Ajout du 16 octobre 2010 : Ute Lemper sera à Paris, au Théâtre des Champs-Elysées, le 5 février 2011, à 20h pour présenter son spectacle, qui s'appellera lors de cette tournée en Europe, Last Tango in Berlin. Malheureusement, je manque de temps pour m'informer sur les autres étapes de la tournée de l'artiste en France et dans les pays limitrophes.
(1) De nombreuses institutions confessionnelles à Buenos Aires disposent des salles qu’elles consacrent traditionnellement à des activités culturelles : les paroisses catholiques, protestantes ou même orthodoxes (les moins nombreuses) et les institutions juives, appartenant le plus souvent à la mouvance libérale. Il faut d’ailleurs être assez vigilants parce que les sectes, qui ont pignon sur rue là-bas et ont pris possession de vieilles salles de cinéma désaffectées, peuvent aussi proposer des trucs qu’il vaut mieux éviter d’aller voir.
(2) dont une bonne partie fournit le dernier flot des immigrants de la grande immigration pan-européenne vers Buenos Aires, des années 1880 au début des années 30, avant que Hitler ferme définitivement les frontières de l’Allemagne et transforme le pays en un gigantesque cauchemar.
(3) Voir à ce propos la Rétrospective que la Cinémathèque Française consacre à Ernst Lubitsch, à Paris, jusqu’au 10 octobre. Voir l’article sur le site de la Cinémathèque.
(4) Ceux qui auront vu Tatouage d’Alfredo Arias au Théâtre du Rond-Point l’année dernière se souviennent que c’est effectivement le cas (voir mon article du 14 novembre 2009 à propos de ce spectacle).

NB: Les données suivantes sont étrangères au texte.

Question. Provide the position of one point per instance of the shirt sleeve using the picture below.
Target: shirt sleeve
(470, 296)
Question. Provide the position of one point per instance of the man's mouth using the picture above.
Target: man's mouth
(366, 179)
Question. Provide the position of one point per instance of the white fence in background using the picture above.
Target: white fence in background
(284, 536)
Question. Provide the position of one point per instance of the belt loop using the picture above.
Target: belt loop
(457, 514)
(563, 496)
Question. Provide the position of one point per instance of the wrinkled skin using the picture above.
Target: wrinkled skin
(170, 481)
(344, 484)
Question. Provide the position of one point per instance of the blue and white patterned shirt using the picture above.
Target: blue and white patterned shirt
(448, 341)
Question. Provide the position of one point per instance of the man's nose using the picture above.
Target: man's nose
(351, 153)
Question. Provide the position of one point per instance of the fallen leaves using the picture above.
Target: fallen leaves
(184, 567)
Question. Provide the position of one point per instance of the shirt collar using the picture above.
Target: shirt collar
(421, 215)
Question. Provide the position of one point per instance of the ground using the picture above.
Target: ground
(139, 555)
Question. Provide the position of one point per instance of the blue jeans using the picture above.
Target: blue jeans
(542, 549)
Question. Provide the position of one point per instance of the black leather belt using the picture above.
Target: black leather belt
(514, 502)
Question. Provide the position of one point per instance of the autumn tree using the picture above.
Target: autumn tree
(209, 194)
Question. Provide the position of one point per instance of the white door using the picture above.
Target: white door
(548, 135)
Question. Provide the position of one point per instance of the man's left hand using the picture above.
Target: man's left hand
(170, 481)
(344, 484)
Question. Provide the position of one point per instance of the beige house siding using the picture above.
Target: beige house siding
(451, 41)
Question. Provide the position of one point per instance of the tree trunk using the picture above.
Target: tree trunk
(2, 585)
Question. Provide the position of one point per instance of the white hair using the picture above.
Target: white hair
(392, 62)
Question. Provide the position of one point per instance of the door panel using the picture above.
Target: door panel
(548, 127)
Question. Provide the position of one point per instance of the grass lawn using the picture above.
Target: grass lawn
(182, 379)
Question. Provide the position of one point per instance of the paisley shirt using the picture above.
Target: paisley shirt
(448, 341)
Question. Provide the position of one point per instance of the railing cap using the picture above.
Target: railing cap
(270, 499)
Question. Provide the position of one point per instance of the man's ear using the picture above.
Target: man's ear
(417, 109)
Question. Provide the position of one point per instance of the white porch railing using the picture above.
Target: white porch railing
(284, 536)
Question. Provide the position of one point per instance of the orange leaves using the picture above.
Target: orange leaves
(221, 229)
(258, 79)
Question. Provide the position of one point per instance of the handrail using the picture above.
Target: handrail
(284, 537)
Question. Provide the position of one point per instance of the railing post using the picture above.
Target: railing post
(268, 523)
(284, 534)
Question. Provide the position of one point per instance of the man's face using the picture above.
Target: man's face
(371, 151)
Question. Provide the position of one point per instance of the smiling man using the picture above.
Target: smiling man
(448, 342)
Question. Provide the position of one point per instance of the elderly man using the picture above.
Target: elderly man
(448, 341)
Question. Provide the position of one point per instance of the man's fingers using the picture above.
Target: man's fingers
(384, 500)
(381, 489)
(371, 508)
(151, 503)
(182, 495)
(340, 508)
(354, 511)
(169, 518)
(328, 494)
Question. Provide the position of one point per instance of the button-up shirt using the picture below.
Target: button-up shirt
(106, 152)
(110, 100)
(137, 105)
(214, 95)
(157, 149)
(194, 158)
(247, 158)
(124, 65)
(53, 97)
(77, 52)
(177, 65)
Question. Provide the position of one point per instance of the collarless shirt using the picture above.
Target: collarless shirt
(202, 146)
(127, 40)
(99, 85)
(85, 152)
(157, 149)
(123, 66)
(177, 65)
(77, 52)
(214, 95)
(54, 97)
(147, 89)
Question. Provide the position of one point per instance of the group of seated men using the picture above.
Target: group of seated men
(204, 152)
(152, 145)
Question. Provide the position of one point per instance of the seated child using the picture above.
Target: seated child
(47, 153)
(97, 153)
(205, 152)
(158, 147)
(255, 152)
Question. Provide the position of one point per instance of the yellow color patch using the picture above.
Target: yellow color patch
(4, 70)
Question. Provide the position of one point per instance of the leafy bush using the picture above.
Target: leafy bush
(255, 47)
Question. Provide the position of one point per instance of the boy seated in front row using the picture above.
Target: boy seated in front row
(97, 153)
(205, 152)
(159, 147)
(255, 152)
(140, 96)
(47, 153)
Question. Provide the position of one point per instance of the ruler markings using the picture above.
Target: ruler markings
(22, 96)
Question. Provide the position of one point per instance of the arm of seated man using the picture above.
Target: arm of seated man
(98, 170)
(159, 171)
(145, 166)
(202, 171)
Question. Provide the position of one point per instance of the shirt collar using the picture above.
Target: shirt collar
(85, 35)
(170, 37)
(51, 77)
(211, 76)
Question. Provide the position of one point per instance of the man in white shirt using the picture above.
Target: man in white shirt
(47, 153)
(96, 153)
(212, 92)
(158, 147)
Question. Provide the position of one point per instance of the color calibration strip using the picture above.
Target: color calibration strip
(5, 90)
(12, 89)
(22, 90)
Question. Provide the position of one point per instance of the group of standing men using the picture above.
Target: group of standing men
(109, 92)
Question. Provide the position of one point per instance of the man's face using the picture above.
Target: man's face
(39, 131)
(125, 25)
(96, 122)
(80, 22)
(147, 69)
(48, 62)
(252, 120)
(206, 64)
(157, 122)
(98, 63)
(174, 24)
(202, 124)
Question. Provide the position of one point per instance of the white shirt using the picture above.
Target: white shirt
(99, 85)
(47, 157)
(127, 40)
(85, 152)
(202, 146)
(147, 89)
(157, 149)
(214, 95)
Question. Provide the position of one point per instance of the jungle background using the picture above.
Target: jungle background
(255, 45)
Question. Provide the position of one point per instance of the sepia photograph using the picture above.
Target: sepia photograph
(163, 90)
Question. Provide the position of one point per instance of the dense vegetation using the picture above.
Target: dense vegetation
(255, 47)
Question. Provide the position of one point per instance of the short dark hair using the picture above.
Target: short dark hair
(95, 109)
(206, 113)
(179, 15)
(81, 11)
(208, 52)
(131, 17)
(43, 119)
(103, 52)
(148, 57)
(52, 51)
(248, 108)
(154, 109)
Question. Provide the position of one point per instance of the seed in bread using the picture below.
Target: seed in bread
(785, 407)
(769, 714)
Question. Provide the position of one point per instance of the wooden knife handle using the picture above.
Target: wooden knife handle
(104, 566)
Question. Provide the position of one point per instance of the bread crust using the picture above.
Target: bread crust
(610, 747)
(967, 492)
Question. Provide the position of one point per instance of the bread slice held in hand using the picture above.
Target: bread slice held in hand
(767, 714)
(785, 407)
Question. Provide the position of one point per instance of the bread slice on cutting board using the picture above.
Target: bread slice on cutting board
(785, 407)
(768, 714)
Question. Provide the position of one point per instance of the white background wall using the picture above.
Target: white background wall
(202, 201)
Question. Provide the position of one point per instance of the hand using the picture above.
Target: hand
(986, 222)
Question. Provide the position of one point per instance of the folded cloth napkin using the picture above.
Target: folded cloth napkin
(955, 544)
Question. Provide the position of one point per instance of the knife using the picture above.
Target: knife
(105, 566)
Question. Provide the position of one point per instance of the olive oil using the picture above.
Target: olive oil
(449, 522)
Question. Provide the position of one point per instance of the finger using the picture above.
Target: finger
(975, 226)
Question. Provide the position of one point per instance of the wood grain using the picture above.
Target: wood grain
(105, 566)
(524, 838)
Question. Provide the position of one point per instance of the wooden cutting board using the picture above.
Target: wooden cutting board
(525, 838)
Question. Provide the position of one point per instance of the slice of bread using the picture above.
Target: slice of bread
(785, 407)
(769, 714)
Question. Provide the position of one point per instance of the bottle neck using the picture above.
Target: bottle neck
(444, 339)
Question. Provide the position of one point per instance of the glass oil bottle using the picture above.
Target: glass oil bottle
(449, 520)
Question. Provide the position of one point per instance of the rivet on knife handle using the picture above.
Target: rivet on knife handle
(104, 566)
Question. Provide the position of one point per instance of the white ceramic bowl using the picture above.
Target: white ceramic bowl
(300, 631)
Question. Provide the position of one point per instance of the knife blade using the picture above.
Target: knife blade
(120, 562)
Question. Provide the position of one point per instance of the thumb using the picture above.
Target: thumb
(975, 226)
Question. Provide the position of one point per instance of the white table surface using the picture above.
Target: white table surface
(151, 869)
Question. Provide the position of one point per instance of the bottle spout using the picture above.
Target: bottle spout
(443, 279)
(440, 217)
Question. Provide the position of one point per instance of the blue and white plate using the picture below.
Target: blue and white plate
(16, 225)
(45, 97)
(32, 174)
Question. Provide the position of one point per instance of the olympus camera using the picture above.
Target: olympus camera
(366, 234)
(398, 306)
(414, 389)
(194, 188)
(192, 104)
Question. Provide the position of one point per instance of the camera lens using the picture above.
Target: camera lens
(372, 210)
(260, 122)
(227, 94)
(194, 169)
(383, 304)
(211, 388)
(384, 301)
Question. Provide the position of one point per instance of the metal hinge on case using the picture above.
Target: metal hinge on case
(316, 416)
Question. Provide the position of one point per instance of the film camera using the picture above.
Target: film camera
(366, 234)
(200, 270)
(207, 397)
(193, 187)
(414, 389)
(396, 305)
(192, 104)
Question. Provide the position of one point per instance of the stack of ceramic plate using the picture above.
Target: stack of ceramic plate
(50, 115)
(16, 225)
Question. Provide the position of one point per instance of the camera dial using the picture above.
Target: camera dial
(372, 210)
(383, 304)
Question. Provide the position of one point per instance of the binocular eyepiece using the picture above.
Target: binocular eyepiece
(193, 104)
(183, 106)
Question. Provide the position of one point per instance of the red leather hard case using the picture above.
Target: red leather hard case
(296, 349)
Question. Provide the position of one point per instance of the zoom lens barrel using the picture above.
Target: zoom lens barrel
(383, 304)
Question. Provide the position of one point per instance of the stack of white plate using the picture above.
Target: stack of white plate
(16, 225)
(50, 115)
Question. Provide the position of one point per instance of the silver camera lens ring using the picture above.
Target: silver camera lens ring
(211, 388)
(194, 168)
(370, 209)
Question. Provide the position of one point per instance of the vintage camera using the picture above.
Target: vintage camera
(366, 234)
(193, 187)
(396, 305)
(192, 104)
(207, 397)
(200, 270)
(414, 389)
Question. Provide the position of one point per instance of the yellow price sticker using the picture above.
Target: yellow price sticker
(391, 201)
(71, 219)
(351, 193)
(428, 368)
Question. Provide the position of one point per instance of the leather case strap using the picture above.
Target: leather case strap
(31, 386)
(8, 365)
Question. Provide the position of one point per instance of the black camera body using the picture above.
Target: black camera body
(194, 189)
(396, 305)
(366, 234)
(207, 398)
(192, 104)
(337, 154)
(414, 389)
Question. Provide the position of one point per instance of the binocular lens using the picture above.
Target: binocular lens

(5) Attention à l’utilisation de ce terme cabaret dans le contexte de ce blog tanguero : il s’agit bien ici de la tradition européenne du cabaret et non de la tradition argentine. En Argentine, le cabaret était (cela n’existe plus aujourd’hui) un restaurant-salle de bal, où une clientèle, essentiellement riche et presque exclusivement masculine, venait s’amuser avec des hôtesses de charme, payées par l’établissement pour les faire consommer les produits les plus chers de la carte (champagne, cognac). Ce cabaret n’était pas très éloigné du bar- restaurant accolés aux bordels de luxe parisiens comme le One Two Two ou le Chabanais. Le cabaret européen, notamment celui de Berlin, était essentiellement une salle de spectacle populaire où le mélange social était beaucoup plus ample et où, à côté de toute sorte d’expressions artistiques (chanson, musique, acrobatie, danse, pièce en un acte et sketches en tout genre), pouvait exister aussi, de manière ouverte et parfois sous un mode parodique ou humoristique (parce que c’est pédagogiquement plus efficace et non parce que ça permet de contourner la censure), une liberté d’expression politique et de critique sociale qui a toujours fait de ce cabaret une institution dont les pouvoirs en place se méfiaient, voire qu’ils ont censurée lorsqu’ils en avaient la possibilité. Cette tradition politique et sociale a été reprise et adaptée au contexte argentin (bien différent) par de nombreux artistes, notamment ashkénazes, lorsqu’ils immigrèrent à Buenos Aires, en provenance de Russie, de Pologne, d’Allemagne, des pays baltes etc.
(6) Voir à ce propos différents tangos que j’ai traduits dans Barrio de Tango (p 304, avec Alfredo Arnold de Héctor Negro) ou que je publierai bientôt dans une autre anthologie, dans la revue Triages, aux Editions Tarabuste, en décembre, avec, notamment, un magnifique texte du poète Alejandro Szwarcman. Et comme par hasard, les deux sont juifs et appartiennent à cette influence ashkénaze d'une ancienne immigration venue d'Europe orientale.